As the sun stretches into its longest days, we immerse ourselves in summer’s slower modulations of daylight, its protracted evenings and shorter shadows. We find renewed pleasure in the city’s lights—the streams of car headlights on the parkway, the flicker of street-lamps in the parks, the meteors that tear through the sky above it all. “Neon in daylight is a great pleasure,” wrote Frank O’Hara of the uncanny glow of lamps that burn despite the hour.
The five neon sculptures comprising Neon in Daylight: François Morellet reveal the artist’s unique mixing of rigorous neutrality and wry humor. Two 2012 works from the Ready Remake series, for example, place subtle silhouettes referencing Duchamp and Manzoni—Fountain, and Merda d’artista —under neat vertical arrangements of white neon tubes. Démonétisation n°5 (La Meule) (2009) employs the same technique in a nod to Monet. Destabilizing the viewer’s perception in both somatic and intellectual ways, Morellet’s work is experienced actively, as a sequence of unfolding revelations dawn on the viewer.
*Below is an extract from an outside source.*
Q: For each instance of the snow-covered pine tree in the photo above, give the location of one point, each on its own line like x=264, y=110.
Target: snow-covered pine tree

Neon in Daylight: François Morellet is part of Lévy Gorvy's SUMMER LIGHTS, the gallery's Summer 2018 program. Paired with Depth Perception: James Turrell, the two presentations celebrate the phenomena of light. Turrell and Morellet have each turned to light as a revelation in itself, rather than a source that illuminates another object. The gallery will feature seminal works by each artist—five late neon sculptures by Morellet and Turrell’s 1974 installation Wedgework V. Together, these installations invite visitors to engage issues of light and perception.